In essence, this entire topic emerges from two key components:

Image data Motion data
Static imagery, in video codecs called "I frame" or keyframe. Describes how the image data needs to be pushed and warped frame after frame to construct the appearance of object motion.

From the interplay of these two, appears a plethora of ways to store, reconstruct, alter, remix, and create video and animation content.

Video compression - it's all about that motion

Compressed digital video, so pretty much all video (unless you're dealing with production files) is concerned mainly with pushing pixels around. Rather than storing individual video frames in an image sequence, video compression techniques are usually smarter than that and focus on patches of pixels moving across the screen, from one video frame to another. This process, or any kind of way to store videos in a file, is known as encoding.

Way simplified, the video encoding process looks at source material, picks image data every few frames, then builds the motion data to warp that image data across frames, reproducing the source material. Better codecs get more complex with this process and build upon this with additional techniques, achieving lower bitrates with less quality loss.

*Codecs are encoding algorithms (formats) employed in compressing a video.
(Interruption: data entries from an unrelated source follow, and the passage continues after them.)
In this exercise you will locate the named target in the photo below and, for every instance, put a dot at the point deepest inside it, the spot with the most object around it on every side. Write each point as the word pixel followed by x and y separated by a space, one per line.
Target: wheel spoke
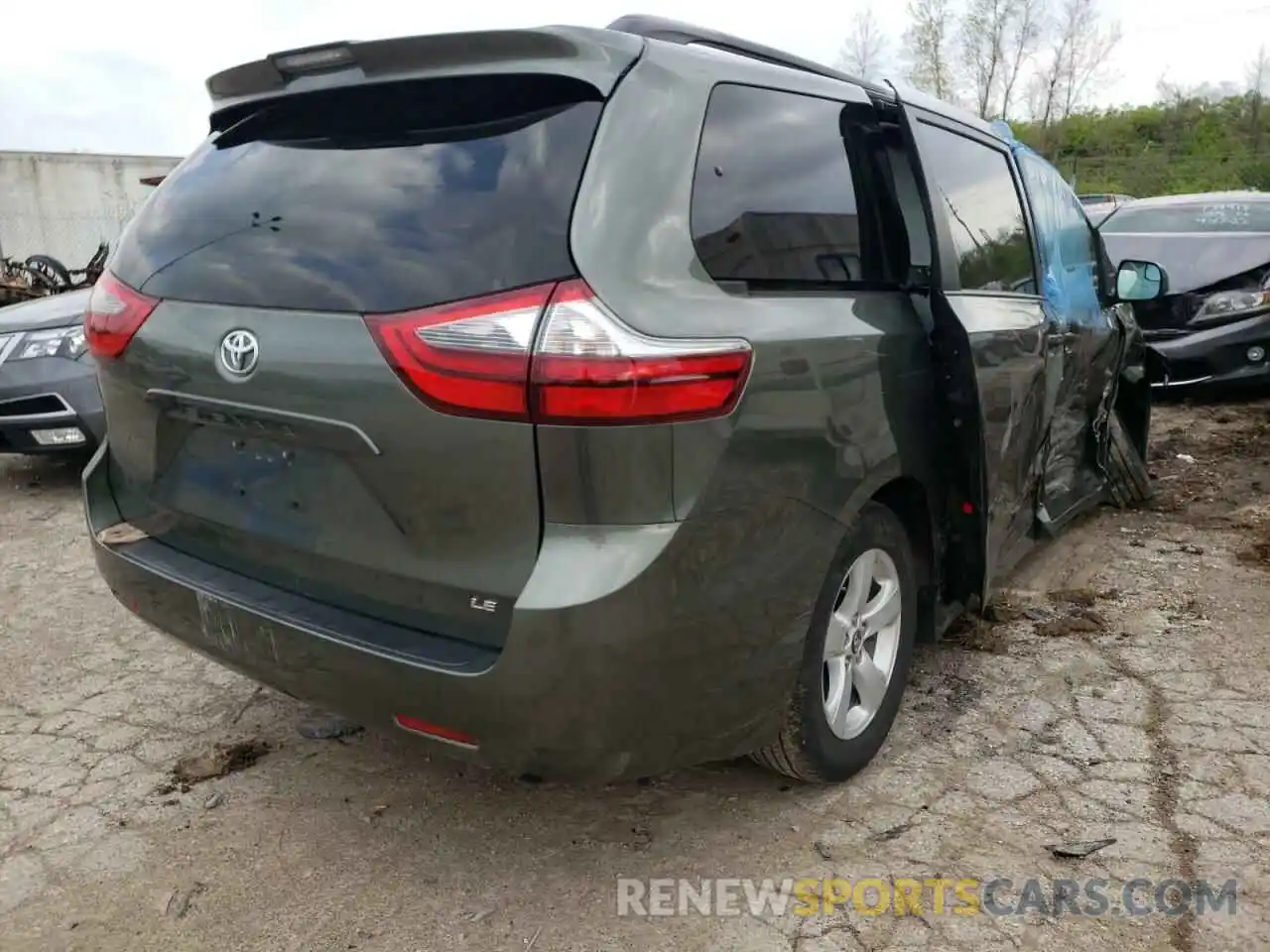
pixel 884 610
pixel 858 581
pixel 837 698
pixel 870 683
pixel 835 638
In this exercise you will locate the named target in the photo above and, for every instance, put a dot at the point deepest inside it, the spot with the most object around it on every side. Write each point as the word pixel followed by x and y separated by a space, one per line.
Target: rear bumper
pixel 49 393
pixel 1216 354
pixel 633 651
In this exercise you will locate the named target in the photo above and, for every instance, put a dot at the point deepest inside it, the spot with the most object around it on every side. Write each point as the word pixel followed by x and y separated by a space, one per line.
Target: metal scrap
pixel 42 276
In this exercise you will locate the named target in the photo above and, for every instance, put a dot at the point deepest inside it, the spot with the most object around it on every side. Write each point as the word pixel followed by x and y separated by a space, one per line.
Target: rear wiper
pixel 240 131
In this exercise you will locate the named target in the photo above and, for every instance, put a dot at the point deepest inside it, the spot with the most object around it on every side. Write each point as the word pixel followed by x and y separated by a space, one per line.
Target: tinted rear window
pixel 391 199
pixel 1193 217
pixel 774 197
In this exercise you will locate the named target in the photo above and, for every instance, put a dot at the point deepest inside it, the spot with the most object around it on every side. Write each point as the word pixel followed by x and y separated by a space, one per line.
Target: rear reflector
pixel 114 315
pixel 488 358
pixel 416 726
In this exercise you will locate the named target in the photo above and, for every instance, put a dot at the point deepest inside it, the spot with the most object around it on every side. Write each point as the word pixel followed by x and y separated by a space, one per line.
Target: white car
pixel 1100 206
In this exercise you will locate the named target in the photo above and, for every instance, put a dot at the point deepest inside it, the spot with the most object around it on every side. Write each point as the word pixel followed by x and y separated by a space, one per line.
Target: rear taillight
pixel 114 315
pixel 584 367
pixel 471 358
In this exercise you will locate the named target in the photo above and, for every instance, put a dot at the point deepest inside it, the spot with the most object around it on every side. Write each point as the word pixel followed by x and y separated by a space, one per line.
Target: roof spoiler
pixel 594 56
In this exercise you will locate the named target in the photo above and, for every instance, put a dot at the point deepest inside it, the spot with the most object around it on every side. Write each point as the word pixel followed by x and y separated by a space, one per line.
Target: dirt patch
pixel 222 760
pixel 1209 460
pixel 1082 621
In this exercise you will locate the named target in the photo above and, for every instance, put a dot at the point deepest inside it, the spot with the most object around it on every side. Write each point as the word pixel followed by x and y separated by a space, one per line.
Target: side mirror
pixel 1141 281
Not to be confused with container formats (like .mp4 or .mov), which can contain a variety of codecs.

*Bitrate is the amount of data the video holds across time, usually expressed per second. (Kbps). More means larger files, and better quality (more detailed motion data and more frequent image data).

Mushy videos when uploaded online

No motion or simple uniform motion means it's easy to encode as pixels moving across the frame (motion data). Complex, non uniform motion, and changes of lighting, texture or color means it's harder to encode as motion data. If you're uploading something like the latter, the downgrade in quality is the most visible, as the platforms need to limit the amount of space your videos take up, and the cost to stream them. However, this is gradually evolving, as advanced codecs take things such as film grain into consideration.

Datamosh

Altering, corrupting, mixing up the image and motion data in encoded video files is what leads to the characteristic data-moshing glitch effects. Usually, it's one of the following:

  1. The motion data connected to specific image data is swapped. So it moves or "warps" an image frame it was not meant to warp.

  2. The motion data is somehow corrupted, boosted, or left in effect for longer than intended.
    The result looks like something that starts moving, never stops moving, or moves way more than in the original unaltered video.

You can play with datamosh glitches yourself in this simple webapp.

Optical flow (motion vectors)

From "LearnOpenCV" article. Top - sparse optical flow, bottom - dense (per pixel).

Motion vectors describe the exact movement for patches or all pixels in a video, frame after frame, also called "optical flow". Essentially, it is the pure form motion data I mentioned already. Compared to video compression, where the data is often very optimized, segmented, and meant to serve only to decrease video bitrate, motion vectors can be a more universal and practical way to work with video motion for creative purposes and VFX. Optical flow can be either sparse or dense, with the latter describing motion for every single pixel in a frame.

Motion blur

Easiest practical application for motion vectors is fabrication of motion blur in post-production stage. If you know how much each pixel moves on the screen and where, you can apply the exact directionality and amount of blur to simulate objects blurring to a camera.
Under the hood, this is how CGI rendering can reproduce believable motion blur, especially relevant when you need to match live action footage.

Optical flow estimation

When working in 3D CGI, the exact optical flow in the form of motion vectors is inherently available to retrieve and make use of (such as "vector" render pass in Blender).
However for shot footage, using motion data inherent in encoded video files is not very practical. To retrieve optical flow data, advanced tracking algorithms, or an AI model such as RAFT can estimate optical flow in a video quite accurately. This may be used for the aforementioned motion blur, or optical flow warping.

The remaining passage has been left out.